Written by Tue 18 Jun 2019

IBM has dropped a HPC fossil fuel finder on the doorstep of one of the world’s largest oil and gas companies

French oil and gas giant Total has bought the world’s most powerful commercial supercomputer from IBM.

The Pangea III supercomputer runs off IBM’s Power9 processors and has a total computing power of 25 petaFLOPS, making it the eleventh most powerful supercomputer in the world, according to the Top500 supercomputers rankings. The US Department of Energy’s Summit and Sierra supercomputer is ranked top of the same list and is based off the same processors.

Total will use the system to identify untapped oil and gas resources, by gathering seismic data to draw up an in-depth picture of what lies underground, improving the reliability and accuracy of predictive production models.

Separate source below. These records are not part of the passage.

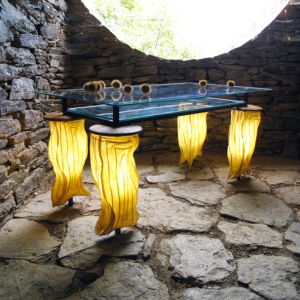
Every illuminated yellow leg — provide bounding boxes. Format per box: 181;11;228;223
46;114;90;206
90;125;142;235
177;112;207;167
227;105;262;179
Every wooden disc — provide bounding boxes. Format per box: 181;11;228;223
89;125;143;136
237;104;263;111
44;112;81;122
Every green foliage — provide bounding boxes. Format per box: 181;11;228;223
97;0;193;59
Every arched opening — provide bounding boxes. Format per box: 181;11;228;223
83;0;289;60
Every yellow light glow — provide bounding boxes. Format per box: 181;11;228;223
48;120;90;207
90;133;139;235
227;110;261;179
177;112;207;167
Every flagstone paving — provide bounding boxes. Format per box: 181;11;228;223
0;151;300;300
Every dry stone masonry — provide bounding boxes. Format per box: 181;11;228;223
0;0;300;300
0;152;300;300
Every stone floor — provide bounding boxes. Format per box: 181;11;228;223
0;153;300;300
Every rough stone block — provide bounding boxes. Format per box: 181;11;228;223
0;179;16;200
132;65;158;76
15;168;45;204
10;77;35;100
97;65;134;79
0;119;21;139
0;139;8;149
6;47;35;66
20;65;47;77
0;150;9;165
0;196;16;222
0;47;5;63
35;77;50;90
8;132;30;145
0;100;26;117
0;166;7;184
0;0;36;33
20;33;48;49
30;128;50;144
19;148;39;166
18;110;44;130
0;64;20;81
41;24;60;41
0;87;7;103
0;19;14;44
73;65;96;78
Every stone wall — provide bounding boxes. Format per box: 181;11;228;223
0;0;67;223
67;0;300;158
0;0;300;223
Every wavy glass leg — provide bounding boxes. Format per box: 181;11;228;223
48;117;90;206
177;112;207;167
227;105;261;179
90;125;139;235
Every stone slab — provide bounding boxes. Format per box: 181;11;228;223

“Pangea III’s additional computing power enhances Total’s operational excellence. It enables Total to reduce geological risks in exploration and development, accelerate project maturation and delivery, and increases the value of our assets through optimised field operations, with all this at lower cost,” said Arnaud Breuillac, president of Total’s exploration and production division.

The scientific consensus is that burning more fossil fuels is the exact opposite of what the planet should be doing right now, but at least Total’s new system is more energy efficient than its predecessor.

Pangea III requires 1.5 MW of power, compared to the immense 4.5 MW of power Pangea II needed. Adjusted for Pangea III’s performance gains, this translates to a 10 percent reduction in the energy consumption per petaflop, Total said.

“Based on the same IBM technology found in Summit and Sierra, the world’s smartest supercomputers, Pangea III demonstrates that IBM Power Systems are not just for the large government or research organizations,” said David Turek, VP of Exascale Systems for IBM Systems.

“The world’s largest businesses, like Total, are now tapping that same technology to profoundly change how they operate. It also gives them room to explore the role IBM Power Systems can play against their most data-intensive workloads like hybrid could and AI,” he added.